17 “The Father loves me because I sacrifice my life so I may take it back again. 18 No one can take my life from me. I sacrifice it voluntarily. For I have the authority to lay it down when I want to and also to take it up again. For this is what my Father has commanded.”
The endless covenant and eternal veracity of God's promises to His people to always be the Good Shepherd is not only remarkable but so precise and specific - even after century upon century of rebellion and resistance.
For you and I, that is even more reason to have hope for the realistic idea of a Righteous Rescue from the Good Shepherd. The shift from God the Father as the Good Shepherd, to Christ the Messiah as the Good Shepherd is easily seen as we bridge over from E-34 to John's historic gospel.
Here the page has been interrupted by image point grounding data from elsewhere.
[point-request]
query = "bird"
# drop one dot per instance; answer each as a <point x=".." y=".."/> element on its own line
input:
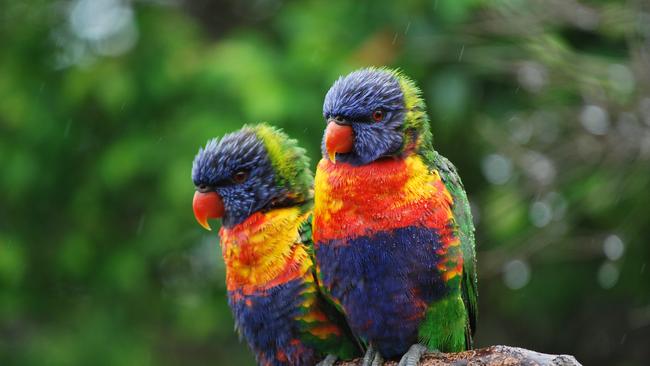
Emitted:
<point x="392" y="227"/>
<point x="258" y="182"/>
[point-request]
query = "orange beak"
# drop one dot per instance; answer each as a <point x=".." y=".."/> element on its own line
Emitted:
<point x="206" y="206"/>
<point x="338" y="139"/>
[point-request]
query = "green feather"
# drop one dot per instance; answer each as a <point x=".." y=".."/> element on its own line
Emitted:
<point x="289" y="161"/>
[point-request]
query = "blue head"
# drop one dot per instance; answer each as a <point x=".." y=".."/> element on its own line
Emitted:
<point x="254" y="169"/>
<point x="369" y="114"/>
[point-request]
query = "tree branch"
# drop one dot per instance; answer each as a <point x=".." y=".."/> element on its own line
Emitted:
<point x="489" y="356"/>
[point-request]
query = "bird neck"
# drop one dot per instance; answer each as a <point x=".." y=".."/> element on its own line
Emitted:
<point x="265" y="250"/>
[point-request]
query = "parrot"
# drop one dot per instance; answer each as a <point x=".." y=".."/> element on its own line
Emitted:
<point x="258" y="182"/>
<point x="392" y="226"/>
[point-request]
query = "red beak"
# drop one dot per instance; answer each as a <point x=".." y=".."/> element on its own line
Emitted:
<point x="338" y="139"/>
<point x="206" y="206"/>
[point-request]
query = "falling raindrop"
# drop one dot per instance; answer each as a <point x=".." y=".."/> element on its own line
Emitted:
<point x="516" y="274"/>
<point x="532" y="76"/>
<point x="595" y="119"/>
<point x="621" y="78"/>
<point x="540" y="213"/>
<point x="496" y="168"/>
<point x="608" y="275"/>
<point x="539" y="167"/>
<point x="613" y="247"/>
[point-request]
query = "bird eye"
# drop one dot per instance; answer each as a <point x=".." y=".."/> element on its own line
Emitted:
<point x="378" y="115"/>
<point x="240" y="177"/>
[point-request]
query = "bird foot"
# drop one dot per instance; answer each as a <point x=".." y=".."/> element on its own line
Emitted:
<point x="330" y="360"/>
<point x="413" y="355"/>
<point x="372" y="358"/>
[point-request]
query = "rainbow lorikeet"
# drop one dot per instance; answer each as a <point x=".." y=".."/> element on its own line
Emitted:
<point x="258" y="182"/>
<point x="392" y="228"/>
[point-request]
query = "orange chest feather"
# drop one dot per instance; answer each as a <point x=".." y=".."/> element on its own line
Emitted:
<point x="264" y="251"/>
<point x="356" y="201"/>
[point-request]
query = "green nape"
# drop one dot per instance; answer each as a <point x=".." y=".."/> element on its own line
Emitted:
<point x="416" y="128"/>
<point x="289" y="160"/>
<point x="445" y="324"/>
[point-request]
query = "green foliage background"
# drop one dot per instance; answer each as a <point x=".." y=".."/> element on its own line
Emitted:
<point x="544" y="106"/>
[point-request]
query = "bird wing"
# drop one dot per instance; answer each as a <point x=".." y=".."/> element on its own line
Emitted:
<point x="463" y="218"/>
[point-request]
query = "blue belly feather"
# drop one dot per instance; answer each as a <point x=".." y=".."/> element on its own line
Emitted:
<point x="382" y="281"/>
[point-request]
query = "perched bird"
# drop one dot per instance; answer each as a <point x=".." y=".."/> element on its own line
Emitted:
<point x="258" y="182"/>
<point x="392" y="228"/>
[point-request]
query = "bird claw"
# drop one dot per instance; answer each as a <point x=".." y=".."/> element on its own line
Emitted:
<point x="329" y="360"/>
<point x="372" y="358"/>
<point x="413" y="355"/>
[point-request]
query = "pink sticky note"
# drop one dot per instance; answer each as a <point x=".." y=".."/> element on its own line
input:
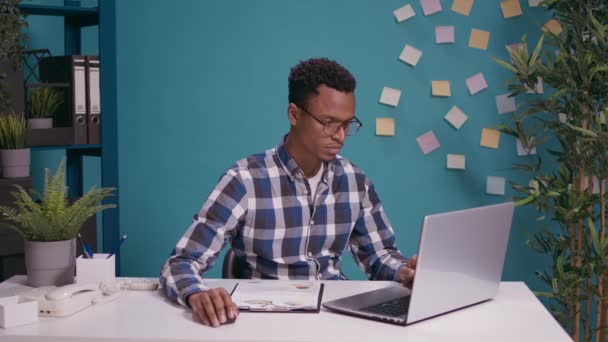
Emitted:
<point x="430" y="6"/>
<point x="428" y="142"/>
<point x="515" y="47"/>
<point x="444" y="34"/>
<point x="476" y="83"/>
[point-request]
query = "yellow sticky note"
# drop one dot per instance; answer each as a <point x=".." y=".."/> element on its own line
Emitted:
<point x="479" y="39"/>
<point x="510" y="8"/>
<point x="490" y="138"/>
<point x="385" y="127"/>
<point x="553" y="26"/>
<point x="462" y="6"/>
<point x="441" y="88"/>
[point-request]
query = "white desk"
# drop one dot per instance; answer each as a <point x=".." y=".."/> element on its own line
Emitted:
<point x="514" y="315"/>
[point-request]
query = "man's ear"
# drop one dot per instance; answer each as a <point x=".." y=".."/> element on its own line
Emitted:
<point x="293" y="113"/>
The context of the ending of the Old Covenant to the introduction and fulfillment of the New Covenant should be fairly clear in this bridge of passages as well. E-4's bold reference to David the King, David the Shepherd is obviously not an indication of a mystical re-incarnation of Israel's glorious past, but more importantly it is a confirmation from their greatest Messianic voices (Ezekiel - Isaiah - Jeremiah) of genuine hope for a righteous rescue in their future. E-34 is revealing that it would all that and even more.
The idea of a righteous Shepherd King was not Israel's idea it was Gods. His first fulfillment of that promise was the shepherd David. And now it would be fulfilled once and for all 485 years later through the Righteous Rescue of Jesus the Messiah, the One Good Shepherd, Jesus the Shepherd King.
John's recollection of the words of Jesus are a true revelation of God's Shepherd heart for His people - only now the Righteous Rescue of His sheep would include the sheep of all flocks and all pastures.
Once again, the Righteousness of God in Christ Jesus would not seem right in the eyes of the religious legalism and arrogant pride of the leaders and rulers of the house of Israel. This was not right they would say - but as we know now it most certainly was righteous.
it is important in our day, in the face of the evil of man - to proclaim the Righteousness of God in Christ Jesus. We need to courageously and without fear acknowledge that the Righteous Rescue of the Good Shepherd will always be beyond what is right with man.
Jesus says, I am the Good Shepherd, I lay down my life for my sheep. However, not just the sheep in this pasture but sheep from all times and all places. They too are my sheep - I will rescue them as well. Don't worry about the wolves - I will lay down my life for you – I will protect you - the wolves evil will not harm you.
The righteous rescue of Jesus the Good Shepherd goes on...
Just as quickly as I lay down my life for my sheep I will pick it up again because I intend to rescue the sheep of all nations and they will be ONE flock. I am the Good Shepherd.